Selasa, 30 Desember 2025

Pemerintah Tunda Penerapan PPh 22 di Marketplace, Fokus Jaga Daya Beli Masyarakat


 Pemerintah Tunda Penerapan PPh 22 di Marketplace, Fokus Jaga Daya Beli Masyarakat Menteri Keuangan Purbaya Yudhi Sadewa menjawab pertanyaan wartawan dalam taklimat media di kantor Kementerian Keuangan Jakarta, Jumat (26/9/2025). (ANTARA/Imamatul Silfia)

JAKARTA, ARAHKITA.COM – Pemerintah memutuskan untuk menunda penerapan kebijakan pemungutan Pajak Penghasilan (PPh) Pasal 22 di platform niaga elektronik atau marketplace. Keputusan ini diambil Menteri Keuangan Purbaya Yudhi Sadewa demi menjaga daya beli masyarakat di tengah upaya mendorong pertumbuhan ekonomi.

“Kami tunggu dulu, paling tidak sampai kebijakan penempatan dana Rp200 triliun untuk mendorong ekonomi mulai kelihatan dampaknya. Baru setelah itu kami pikirkan penerapannya,” ujar Purbaya dalam keterangan pers di Jakarta, Jumat (26/9/2025).

Sistem Pajak Masih Disiapkan

Saat ini, Kementerian Keuangan masih menguji sistem yang akan digunakan untuk memungut PPh 22 melalui marketplace. Ketika sistem tersebut siap, seluruh perusahaan lokapasar akan resmi ditunjuk untuk memungut pajak dari pedagang online.

Menurut Purbaya, langkah ini diperlukan agar kebijakan pajak diterapkan secara adil dan tidak memberi celah bagi pelaku usaha untuk menghindari kewajiban pajak. Namun, pemerintah memilih menunggu hingga dampak penempatan dana Rp200 triliun di sektor perbankan terlihat nyata pada aktivitas ekonomi.

“Kami tidak ingin kebijakan ini mengganggu daya beli sebelum dorongan ekonomi benar-benar masuk ke sistem,” tambahnya dilansir Antara.

Latar Belakang Kebijakan PPh 22 di Marketplace

Sebelumnya, Menteri Keuangan Sri Mulyani Indrawati telah menetapkan aturan ini melalui Peraturan Menteri Keuangan (PMK) Nomor 37 Tahun 2025 yang diteken pada 11 Juni 2025 dan diundangkan pada 14 Juli 2025. Aturan tersebut menunjuk lokapasar sebagai Penyelenggara Perdagangan Melalui Sistem Elektronik (PPMSE) yang berperan memungut PPh 22 dari pedagang daring.

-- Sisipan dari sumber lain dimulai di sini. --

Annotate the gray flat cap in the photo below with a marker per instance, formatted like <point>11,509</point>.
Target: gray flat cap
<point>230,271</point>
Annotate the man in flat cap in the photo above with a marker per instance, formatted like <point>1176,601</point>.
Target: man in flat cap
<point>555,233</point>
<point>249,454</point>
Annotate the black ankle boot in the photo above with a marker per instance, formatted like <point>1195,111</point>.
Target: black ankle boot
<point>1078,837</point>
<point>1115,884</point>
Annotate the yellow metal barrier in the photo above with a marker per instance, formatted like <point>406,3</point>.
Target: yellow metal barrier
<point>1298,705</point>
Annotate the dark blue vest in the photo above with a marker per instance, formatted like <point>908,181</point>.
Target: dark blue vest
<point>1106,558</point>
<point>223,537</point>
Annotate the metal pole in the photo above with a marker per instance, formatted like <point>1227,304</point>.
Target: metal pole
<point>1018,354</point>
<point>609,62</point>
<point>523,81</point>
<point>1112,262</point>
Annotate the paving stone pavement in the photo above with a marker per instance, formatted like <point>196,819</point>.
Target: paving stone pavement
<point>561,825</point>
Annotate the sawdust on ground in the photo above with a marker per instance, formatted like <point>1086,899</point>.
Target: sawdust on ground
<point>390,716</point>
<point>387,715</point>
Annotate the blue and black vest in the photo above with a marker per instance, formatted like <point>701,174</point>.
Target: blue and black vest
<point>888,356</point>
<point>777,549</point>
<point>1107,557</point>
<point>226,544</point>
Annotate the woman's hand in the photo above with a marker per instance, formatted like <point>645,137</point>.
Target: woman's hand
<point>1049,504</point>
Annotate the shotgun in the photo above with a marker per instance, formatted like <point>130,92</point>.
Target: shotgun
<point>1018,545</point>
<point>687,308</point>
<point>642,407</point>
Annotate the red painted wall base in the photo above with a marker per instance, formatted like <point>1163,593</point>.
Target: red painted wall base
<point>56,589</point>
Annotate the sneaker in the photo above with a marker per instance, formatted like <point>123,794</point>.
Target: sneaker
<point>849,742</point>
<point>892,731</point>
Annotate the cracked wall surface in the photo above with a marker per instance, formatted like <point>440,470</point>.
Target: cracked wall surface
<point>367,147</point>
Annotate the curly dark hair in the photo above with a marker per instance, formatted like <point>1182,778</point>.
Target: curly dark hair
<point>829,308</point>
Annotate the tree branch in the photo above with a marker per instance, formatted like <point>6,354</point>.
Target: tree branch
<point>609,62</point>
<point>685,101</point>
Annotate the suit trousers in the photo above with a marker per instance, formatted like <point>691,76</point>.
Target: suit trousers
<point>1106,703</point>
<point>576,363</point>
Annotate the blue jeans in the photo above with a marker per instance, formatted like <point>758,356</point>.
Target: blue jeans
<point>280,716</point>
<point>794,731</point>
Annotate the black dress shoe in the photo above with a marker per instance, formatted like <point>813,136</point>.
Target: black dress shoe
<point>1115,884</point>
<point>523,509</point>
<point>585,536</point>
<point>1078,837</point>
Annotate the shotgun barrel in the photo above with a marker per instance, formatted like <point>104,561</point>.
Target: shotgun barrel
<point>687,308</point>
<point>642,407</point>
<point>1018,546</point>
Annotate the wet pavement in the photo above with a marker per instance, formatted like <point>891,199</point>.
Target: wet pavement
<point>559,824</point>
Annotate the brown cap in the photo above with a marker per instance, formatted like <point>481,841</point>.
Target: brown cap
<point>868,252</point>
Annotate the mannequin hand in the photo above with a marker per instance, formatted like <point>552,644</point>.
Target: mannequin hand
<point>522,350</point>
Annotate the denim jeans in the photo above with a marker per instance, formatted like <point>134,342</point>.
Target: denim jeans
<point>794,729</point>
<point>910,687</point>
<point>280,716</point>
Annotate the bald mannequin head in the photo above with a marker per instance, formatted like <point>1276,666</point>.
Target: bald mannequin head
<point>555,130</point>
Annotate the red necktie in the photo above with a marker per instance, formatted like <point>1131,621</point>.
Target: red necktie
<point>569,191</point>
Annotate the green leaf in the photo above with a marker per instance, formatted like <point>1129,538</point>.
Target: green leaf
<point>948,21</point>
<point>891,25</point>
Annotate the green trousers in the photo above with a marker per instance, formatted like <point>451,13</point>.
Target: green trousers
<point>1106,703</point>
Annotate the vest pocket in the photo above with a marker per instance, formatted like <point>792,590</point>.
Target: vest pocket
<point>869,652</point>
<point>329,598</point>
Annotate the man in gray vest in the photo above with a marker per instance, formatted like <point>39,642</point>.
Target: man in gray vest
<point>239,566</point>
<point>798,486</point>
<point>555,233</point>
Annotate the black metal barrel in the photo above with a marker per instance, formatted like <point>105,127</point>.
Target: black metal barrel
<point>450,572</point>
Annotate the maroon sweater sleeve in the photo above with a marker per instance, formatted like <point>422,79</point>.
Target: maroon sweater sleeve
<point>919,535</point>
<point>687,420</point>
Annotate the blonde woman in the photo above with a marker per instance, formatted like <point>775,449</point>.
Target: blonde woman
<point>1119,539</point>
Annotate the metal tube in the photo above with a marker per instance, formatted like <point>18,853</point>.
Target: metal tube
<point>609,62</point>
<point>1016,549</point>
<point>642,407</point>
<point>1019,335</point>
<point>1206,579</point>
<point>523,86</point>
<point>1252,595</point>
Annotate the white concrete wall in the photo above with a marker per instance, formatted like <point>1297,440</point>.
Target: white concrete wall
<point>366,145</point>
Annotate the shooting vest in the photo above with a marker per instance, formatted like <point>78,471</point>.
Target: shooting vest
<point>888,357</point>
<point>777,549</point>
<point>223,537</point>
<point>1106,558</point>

Besaran PPh 22 yang ditetapkan adalah 0,5 persen dari omzet bruto pedagang per tahun, di luar pungutan Pajak Pertambahan Nilai (PPN) dan Pajak Penjualan atas Barang Mewah (PPnBM).

Pedagang yang Wajib Bayar dan Pengecualian

Kebijakan ini menyasar pedagang dengan omzet tahunan di atas Rp500 juta. Ketentuan tersebut dibuktikan melalui surat pernyataan baru yang disampaikan ke marketplace terkait.

Sementara itu, pedagang dengan omzet di bawah Rp500 juta tidak dikenakan pungutan ini. Pengecualian juga berlaku untuk beberapa jenis transaksi lain, seperti layanan ekspedisi, transportasi daring (ojek online), penjual pulsa, hingga perdagangan emas.